Date 20 December 2015
Event ESMO Asia 2015 Congress
Session Poster presentation 2
Topics Non-Small-Cell Lung Cancer, Metastatic
Pathology/Molecular Biology
Presenter Katsutoshi Seto
Citation Annals of Oncology (2015) 26 (suppl_9): 125-147. 10.1093/annonc/mdv532
Authors K. Seto1, H. Kuroda2, T. Yoshida3, T. Hida3, Y. Yatabe4, Y. Sakao1
  • 1Thoracic Surgery, Aichi Cancer Center Hospital, 464-8681 - Nagoya/JP
  • 2Thoracic Surgery, Aichi Cancer Center Hospital, Nagoya/JP
  • 3Department Of Thoracic Oncology, Aichi Cancer Center Hospital, 464–8681 - Nagoya/JP
  • 4Department Of Pathology And Molecular Diagnosis, Aichi Cancer Center Hospital, 464-8681 - Nagoya/JP

Abstract

Aim/Background

Genetic mutations such as EGFR, ALK are key mutation in the patients of NSCLC. The ratio of lymph node metastasis of ALK positive patients is said to be higher than other mutations.Genetic mutations such as EGFR, ALK are key mutation in the patients of NSCLC. The ratio of lymph node metastasis of ALK positive patients is said to be higher than other mutations.

Methods

All of 648 patients in Aichi Cancer Center Hospital underwent lung resection with lymph node dissection between January 2012 to July 2015 for primary lung adenocarcinoma, among which 19 patients with ALK mutation and 237 patients with EGFR (L858R or Exon19 del.) mutation enrolled in this study.

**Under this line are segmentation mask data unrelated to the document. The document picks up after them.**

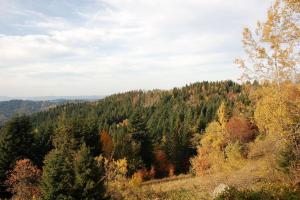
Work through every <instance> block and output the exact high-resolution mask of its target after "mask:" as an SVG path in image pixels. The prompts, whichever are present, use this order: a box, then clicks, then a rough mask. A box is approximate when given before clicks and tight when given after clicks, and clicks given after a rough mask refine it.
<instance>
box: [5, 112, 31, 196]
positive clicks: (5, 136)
mask: <svg viewBox="0 0 300 200" xmlns="http://www.w3.org/2000/svg"><path fill="white" fill-rule="evenodd" d="M0 131H1V132H0V183H2V184H3V182H4V181H5V179H6V172H7V171H8V170H10V169H12V167H13V166H14V164H15V162H16V161H17V160H18V159H21V158H23V157H28V158H33V157H34V156H33V154H34V152H32V151H31V150H32V146H33V134H32V125H31V121H30V118H29V117H26V116H19V117H15V118H13V119H12V120H10V121H9V122H8V123H6V125H5V126H4V127H3V128H2V129H1V130H0ZM2 184H1V187H0V195H5V190H6V189H5V187H3V186H2Z"/></svg>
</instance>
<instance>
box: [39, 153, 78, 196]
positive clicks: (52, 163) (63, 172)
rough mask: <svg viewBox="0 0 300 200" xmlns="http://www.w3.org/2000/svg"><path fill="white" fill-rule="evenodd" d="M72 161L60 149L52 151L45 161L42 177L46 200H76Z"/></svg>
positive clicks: (44, 191)
mask: <svg viewBox="0 0 300 200" xmlns="http://www.w3.org/2000/svg"><path fill="white" fill-rule="evenodd" d="M74 179H75V175H74V171H73V165H72V160H70V157H66V155H65V154H64V153H63V152H62V151H61V150H59V149H54V150H52V151H51V152H50V153H49V154H48V155H47V156H46V159H45V165H44V167H43V175H42V186H41V189H42V196H43V199H45V200H51V199H75V198H74V197H73V196H72V195H73V194H74V189H73V185H74V181H75V180H74Z"/></svg>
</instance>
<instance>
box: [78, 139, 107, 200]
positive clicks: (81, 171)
mask: <svg viewBox="0 0 300 200" xmlns="http://www.w3.org/2000/svg"><path fill="white" fill-rule="evenodd" d="M74 171H75V186H74V187H75V190H76V198H77V199H88V200H96V199H103V198H104V194H105V188H104V177H105V176H104V173H105V172H104V167H103V166H97V163H96V161H95V159H94V158H93V156H92V154H91V151H90V149H89V148H88V147H86V145H85V144H83V145H82V146H81V148H80V150H79V151H78V152H77V153H76V155H75V159H74Z"/></svg>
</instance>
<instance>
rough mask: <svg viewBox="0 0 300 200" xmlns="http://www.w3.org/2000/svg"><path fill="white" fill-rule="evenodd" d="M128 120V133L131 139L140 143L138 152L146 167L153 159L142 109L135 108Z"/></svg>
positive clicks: (147, 131) (143, 115)
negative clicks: (132, 114)
mask: <svg viewBox="0 0 300 200" xmlns="http://www.w3.org/2000/svg"><path fill="white" fill-rule="evenodd" d="M129 122H130V123H129V133H130V134H131V136H132V139H133V140H134V141H135V142H137V143H138V144H139V145H140V150H139V153H140V156H141V158H142V160H143V163H144V164H145V166H146V168H150V167H151V163H152V159H153V145H152V140H151V137H150V134H149V132H148V131H147V128H146V120H145V117H144V115H143V113H142V111H141V110H137V111H136V112H134V113H133V115H132V116H131V118H130V120H129Z"/></svg>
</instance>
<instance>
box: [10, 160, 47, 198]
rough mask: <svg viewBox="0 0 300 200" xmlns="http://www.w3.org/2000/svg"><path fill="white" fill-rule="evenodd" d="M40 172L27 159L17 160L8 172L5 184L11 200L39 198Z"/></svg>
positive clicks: (39, 170) (39, 195)
mask: <svg viewBox="0 0 300 200" xmlns="http://www.w3.org/2000/svg"><path fill="white" fill-rule="evenodd" d="M40 178H41V170H40V169H38V168H37V167H36V166H34V165H33V164H32V162H31V161H30V160H29V159H23V160H18V161H17V162H16V165H15V167H14V168H13V170H11V171H10V173H9V175H8V179H7V180H6V182H5V183H6V184H7V185H8V190H9V192H11V193H12V195H13V196H12V199H15V200H32V199H37V198H39V197H40V195H41V194H40V188H39V183H40Z"/></svg>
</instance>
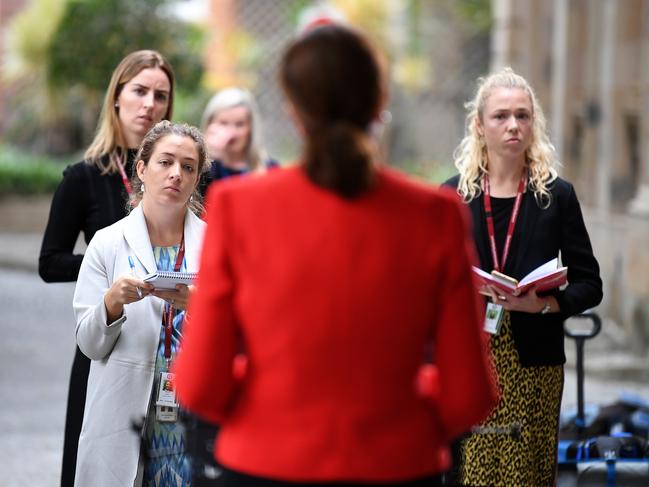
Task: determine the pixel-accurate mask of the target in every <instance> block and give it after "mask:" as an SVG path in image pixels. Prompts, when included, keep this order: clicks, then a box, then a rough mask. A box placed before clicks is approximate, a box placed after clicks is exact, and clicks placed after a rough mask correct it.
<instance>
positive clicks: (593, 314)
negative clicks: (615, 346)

The clinicopathological characteristics (gender, age, smoking history, tumor size, SUV max of tumor, FDG accumulation of lymph nodes, preoperative CEA, pathological lymph node metastasis) were compared between the two groups.

Results

In pN1-2, all (8/8, 100%) patients harboring ALK were diagnosed as cN0 by preoperative PET evaluation, whereas 32.1% (18/56) patients harboring EGFR were diagnosed as cN0. In the patients with pN1-2 showing no FDG accumulation on PET for lymph node, the maximum tumor size (MTS) and mediastinal size on CT tended to be smaller in ALK (mean 29.1 and 29.0 mm) than EGFR (34.0 and 31.2 mm), and the proportion of solid component (consolidation/MTS) was also larger in ALK (8/8, 100%) than EGFR (30/38, 78.9%), but the significant differences were not obtained respectively (p = 0.27, p = 0.50 and p = 0.37). No significant differences were observed for smoking index (p = 0.40) and preoperative CEA (p = 0.66), but patients harboring ALK were younger than those of EGFR (p < 0.01).

Conclusions

Detection of preoperative lymph node metastasis for ALK harboring patients tended to be difficult. Further studies in genetic mutations for NSCLC are needed.

Clinical trial identification

Disclosure

All authors have declared no conflicts of interest.